We could potentially improve the performance of our model by adjusting for potential confounders. Making a determination of potential confounders is dependent on your research question. For this research question, we will consider body mass index (BMI) as a confounder by confirming it meets the assumptions noted previously.
\[\hat{y}_{glucose} = {b}_0 + b_{age}+b_{BMI}+\epsilon\]
We can adjust our model for potential confounders by including the variables in the model equation.
glucose.model.confounder <- lm(Glucose~Age+BMI,data = Diabetes.df) #multivariable linear regression model
We confirm the assumptions of linear regression by examining diagnostic plots
par(mfrow = c(1,2)) #set up plot matrix
plot(glucose.model.confounder,which=c(1,2)) #plot figures 1 and 2
The left plot helps us assess whether a linear fit is appropriate. We evaluate the plot by looking for signs of curvature of the red line. The right plot helps to assess if the distribution of residuals is normal.
par(mfrow = c(1,1))#set up plot matrix
plot(glucose.model.confounder,which=c(3)) #plot figure 3
The figure shows if residuals are spread equally along the ranges of fitted values. This is how you can check the assumption of equal variance (homoscedasticity). We look for the red line to be parallel to the x-axis. Evaluating the figures leads to the conclusion that our model satisfies the linear regression assumptions.

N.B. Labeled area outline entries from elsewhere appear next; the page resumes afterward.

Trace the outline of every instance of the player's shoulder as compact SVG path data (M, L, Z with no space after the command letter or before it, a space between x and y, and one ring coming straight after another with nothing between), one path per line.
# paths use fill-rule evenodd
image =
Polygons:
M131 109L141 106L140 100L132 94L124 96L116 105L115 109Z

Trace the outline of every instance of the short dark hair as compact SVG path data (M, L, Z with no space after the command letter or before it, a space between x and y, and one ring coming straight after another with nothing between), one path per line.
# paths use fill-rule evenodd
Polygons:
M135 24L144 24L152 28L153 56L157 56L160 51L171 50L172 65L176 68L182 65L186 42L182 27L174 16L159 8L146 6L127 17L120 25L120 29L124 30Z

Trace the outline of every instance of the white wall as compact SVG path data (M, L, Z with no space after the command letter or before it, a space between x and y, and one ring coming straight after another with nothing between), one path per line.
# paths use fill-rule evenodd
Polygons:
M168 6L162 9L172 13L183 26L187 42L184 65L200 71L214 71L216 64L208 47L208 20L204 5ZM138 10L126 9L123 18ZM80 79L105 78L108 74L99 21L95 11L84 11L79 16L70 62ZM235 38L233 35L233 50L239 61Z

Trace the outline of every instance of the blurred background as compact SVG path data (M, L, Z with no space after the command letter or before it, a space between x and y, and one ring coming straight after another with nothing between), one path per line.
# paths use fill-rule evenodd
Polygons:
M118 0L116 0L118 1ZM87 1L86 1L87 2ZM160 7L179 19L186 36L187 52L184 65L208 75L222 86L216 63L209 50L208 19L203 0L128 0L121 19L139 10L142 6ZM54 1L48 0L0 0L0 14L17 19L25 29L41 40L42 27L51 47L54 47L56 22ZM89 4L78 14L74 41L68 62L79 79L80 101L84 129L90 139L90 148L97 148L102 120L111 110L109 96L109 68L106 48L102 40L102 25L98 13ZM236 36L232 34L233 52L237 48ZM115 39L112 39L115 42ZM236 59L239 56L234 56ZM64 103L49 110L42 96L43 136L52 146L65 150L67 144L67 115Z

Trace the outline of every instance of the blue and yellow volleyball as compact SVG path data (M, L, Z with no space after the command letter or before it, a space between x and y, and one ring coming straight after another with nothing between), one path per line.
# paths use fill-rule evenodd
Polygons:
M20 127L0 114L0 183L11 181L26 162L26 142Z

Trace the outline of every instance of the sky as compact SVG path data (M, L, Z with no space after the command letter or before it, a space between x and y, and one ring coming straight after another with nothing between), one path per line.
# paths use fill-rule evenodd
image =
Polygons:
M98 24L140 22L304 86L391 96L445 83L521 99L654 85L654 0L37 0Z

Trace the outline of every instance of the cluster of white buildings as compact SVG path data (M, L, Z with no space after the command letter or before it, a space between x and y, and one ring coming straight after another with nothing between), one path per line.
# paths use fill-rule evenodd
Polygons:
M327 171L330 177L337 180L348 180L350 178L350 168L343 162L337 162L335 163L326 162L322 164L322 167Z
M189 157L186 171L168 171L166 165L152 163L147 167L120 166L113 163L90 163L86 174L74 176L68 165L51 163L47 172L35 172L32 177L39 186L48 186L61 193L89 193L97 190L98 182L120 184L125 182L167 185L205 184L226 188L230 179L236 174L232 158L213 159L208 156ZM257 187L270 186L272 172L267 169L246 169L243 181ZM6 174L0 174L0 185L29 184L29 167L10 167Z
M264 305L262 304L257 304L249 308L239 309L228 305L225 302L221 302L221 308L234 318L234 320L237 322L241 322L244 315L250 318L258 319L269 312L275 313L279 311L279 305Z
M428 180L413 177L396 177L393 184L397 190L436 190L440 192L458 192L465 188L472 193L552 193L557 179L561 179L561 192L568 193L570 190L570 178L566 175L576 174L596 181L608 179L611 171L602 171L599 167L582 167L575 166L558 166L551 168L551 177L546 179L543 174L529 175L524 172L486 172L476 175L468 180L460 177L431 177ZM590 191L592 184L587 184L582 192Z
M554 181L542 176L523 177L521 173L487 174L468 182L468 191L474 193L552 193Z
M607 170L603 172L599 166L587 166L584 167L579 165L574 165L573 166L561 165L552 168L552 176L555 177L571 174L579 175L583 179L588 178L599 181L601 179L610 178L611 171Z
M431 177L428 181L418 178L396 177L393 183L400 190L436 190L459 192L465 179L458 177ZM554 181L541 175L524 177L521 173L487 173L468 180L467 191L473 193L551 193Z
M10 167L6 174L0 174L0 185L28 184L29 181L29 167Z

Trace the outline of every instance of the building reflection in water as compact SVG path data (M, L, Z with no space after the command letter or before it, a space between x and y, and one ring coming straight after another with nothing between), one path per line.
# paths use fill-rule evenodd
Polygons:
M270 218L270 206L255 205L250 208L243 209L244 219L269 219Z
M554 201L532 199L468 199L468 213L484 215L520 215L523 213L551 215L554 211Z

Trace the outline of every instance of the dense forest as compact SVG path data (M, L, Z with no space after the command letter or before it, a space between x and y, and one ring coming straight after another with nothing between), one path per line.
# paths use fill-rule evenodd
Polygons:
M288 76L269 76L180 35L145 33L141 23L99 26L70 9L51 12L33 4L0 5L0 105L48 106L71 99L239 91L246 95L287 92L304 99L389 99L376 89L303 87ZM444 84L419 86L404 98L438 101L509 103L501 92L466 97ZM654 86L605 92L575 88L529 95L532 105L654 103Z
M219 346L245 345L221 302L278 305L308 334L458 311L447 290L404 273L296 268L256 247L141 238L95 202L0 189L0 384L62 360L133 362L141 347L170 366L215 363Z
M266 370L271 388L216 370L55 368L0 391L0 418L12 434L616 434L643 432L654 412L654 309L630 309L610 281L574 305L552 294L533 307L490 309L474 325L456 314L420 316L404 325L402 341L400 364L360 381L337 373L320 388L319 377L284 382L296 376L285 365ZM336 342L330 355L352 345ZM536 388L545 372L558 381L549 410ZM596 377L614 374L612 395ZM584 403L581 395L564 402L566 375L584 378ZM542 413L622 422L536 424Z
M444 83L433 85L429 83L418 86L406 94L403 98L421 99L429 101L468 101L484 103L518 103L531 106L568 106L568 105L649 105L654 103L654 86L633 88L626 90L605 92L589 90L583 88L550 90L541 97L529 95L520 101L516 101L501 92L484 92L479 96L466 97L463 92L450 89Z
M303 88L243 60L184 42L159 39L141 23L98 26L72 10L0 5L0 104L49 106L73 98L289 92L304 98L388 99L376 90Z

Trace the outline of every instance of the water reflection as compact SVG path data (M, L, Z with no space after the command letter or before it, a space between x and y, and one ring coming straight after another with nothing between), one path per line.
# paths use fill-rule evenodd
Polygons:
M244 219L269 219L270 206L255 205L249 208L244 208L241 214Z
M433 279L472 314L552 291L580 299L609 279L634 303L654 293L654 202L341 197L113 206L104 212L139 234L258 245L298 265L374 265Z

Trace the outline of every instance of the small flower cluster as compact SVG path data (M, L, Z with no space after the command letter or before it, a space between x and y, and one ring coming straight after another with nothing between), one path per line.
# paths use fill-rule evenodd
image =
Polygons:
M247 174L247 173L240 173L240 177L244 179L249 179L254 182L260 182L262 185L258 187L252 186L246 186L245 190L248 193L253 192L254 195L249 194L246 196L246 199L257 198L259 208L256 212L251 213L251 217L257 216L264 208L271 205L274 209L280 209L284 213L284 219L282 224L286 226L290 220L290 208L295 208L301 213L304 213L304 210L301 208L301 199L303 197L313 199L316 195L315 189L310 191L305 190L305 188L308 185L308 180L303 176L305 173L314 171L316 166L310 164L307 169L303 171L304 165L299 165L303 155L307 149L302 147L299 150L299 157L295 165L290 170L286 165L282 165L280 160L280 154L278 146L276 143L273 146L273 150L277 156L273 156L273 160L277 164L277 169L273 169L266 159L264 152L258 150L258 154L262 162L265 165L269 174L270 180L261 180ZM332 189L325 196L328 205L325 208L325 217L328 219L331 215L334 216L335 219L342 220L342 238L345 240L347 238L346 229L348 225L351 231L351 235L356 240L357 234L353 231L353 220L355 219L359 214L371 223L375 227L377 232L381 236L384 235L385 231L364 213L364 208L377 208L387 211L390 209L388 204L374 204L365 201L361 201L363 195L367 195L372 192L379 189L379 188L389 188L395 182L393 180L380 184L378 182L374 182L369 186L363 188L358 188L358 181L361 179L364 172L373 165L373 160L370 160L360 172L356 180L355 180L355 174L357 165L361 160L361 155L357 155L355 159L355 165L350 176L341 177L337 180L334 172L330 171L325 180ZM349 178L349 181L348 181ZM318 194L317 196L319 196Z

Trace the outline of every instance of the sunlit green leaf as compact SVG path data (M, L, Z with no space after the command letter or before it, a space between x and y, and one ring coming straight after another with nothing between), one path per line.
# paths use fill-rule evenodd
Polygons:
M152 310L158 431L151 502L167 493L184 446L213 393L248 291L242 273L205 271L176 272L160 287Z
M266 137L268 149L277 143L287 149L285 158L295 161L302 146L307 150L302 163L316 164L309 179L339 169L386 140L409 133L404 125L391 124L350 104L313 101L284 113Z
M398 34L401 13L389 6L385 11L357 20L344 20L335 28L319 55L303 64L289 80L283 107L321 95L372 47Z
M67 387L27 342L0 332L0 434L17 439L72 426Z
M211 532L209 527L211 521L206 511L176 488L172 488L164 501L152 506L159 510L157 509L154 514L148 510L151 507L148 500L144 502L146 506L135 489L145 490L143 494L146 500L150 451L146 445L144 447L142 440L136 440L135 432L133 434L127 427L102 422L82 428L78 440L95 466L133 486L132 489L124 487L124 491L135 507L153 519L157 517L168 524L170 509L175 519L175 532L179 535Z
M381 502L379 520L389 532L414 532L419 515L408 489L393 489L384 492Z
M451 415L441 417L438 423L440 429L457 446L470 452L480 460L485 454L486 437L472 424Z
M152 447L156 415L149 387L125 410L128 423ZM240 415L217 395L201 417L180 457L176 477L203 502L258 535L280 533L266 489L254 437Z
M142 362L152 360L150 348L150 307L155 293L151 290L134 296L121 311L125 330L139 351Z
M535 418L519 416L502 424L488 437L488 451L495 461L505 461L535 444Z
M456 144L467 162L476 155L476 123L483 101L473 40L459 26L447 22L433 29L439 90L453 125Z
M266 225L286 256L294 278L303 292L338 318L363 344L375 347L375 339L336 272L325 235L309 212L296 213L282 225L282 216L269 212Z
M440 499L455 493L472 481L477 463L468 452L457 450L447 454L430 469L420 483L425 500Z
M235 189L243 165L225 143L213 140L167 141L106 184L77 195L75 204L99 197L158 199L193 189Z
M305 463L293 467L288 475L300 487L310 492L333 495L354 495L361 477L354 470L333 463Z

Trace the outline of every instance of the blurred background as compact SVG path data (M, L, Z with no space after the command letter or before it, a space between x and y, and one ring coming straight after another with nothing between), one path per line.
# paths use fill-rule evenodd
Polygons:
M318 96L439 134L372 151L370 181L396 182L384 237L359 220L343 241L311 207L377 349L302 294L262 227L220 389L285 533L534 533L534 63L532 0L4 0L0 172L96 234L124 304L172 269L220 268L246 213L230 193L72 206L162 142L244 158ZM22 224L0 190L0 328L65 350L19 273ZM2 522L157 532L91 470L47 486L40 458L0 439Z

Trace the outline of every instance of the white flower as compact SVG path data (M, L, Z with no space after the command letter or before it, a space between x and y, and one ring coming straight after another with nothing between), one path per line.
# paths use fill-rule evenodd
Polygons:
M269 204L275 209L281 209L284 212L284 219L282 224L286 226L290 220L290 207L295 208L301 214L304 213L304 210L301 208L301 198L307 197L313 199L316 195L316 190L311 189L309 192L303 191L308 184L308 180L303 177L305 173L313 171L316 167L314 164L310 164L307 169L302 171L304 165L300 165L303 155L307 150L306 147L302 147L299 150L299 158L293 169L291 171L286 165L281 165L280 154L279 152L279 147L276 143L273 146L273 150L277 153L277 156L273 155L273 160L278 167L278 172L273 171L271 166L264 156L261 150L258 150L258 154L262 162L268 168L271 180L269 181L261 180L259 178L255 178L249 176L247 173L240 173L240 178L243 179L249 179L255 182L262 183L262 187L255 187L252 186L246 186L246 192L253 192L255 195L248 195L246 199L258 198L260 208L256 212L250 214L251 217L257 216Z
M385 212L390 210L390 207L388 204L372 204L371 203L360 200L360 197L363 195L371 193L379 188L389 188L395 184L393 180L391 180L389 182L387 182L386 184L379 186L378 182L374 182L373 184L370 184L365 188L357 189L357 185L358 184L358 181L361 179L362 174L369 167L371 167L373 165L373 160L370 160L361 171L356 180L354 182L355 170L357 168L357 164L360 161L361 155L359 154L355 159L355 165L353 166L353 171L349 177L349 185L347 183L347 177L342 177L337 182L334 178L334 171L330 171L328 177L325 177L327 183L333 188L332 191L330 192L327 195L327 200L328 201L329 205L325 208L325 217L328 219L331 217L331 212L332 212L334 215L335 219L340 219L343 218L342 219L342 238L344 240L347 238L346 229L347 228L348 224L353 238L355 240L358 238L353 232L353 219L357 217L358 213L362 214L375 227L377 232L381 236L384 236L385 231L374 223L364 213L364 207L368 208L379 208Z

summary(glucose.model.confounder) #Generate summary of the model
##
## Call:
## lm(formula = Glucose ~ Age + BMI, data = Diabetes.df)
##
## Residuals:
## Min 1Q Median 3Q Max
## -132.310 -19.102 -1.977 18.310 83.766
##
## Coefficients:
## Estimate Std. Error t value Pr(>|t|)
## (Intercept) 70.29517 5.40191 13.013 < 2e-16 ***
## Age 0.69555 0.09257 7.514 1.61e-13 ***
## BMI 0.85891 0.13808 6.220 8.16e-10 ***
## ---
## Signif. codes: 0 '***' 0.001 '**' 0.01 '*' 0.05 '.' 0.1 ' ' 1
##
## Residual standard error: 30.13 on 765 degrees of freedom
## Multiple R-squared: 0.1142, Adjusted R-squared: 0.1119
## F-statistic: 49.33 on 2 and 765 DF, p-value: < 2.2e-16
confint(glucose.model.confounder) #Generate confidence intervals
## 2.5 % 97.5 %
## (Intercept) 59.6908477 80.8994969
## Age 0.5138259 0.8772727
## BMI 0.5878444 1.1299717
Interpretation: Since the P-Value ≤ 0.05, we reject the null hypothesis and conclude that age is a predictor of glucose level. Holding other variables constant, For every unit increase in age (year), the mean glucose level increases by 0.70 mg/dL (95% CI 0.51-0.88).
\(R^2\), or the coefficient of determination, is a value between 0 and 1 that measures how well our regression line fits our data. \(R^2\) can be interpreted as the percent of variance in our dependent variable that can be explained by our model. Adjusted \(R^2\) indicates how well our regression line our data, but adjusted for the number of terms in a model. If you add useless variables to a model, adjusted \(R^2\) will decrease. If you add more useful variables, Adjusted \(R^2\) will increase. Adjusted \(R^2\) will always be less than or equal to \(R^2\). The adjusted \(R^2\) for our model is 0.112 This means that 11.2% of the variation in glucose level can be explained by our model.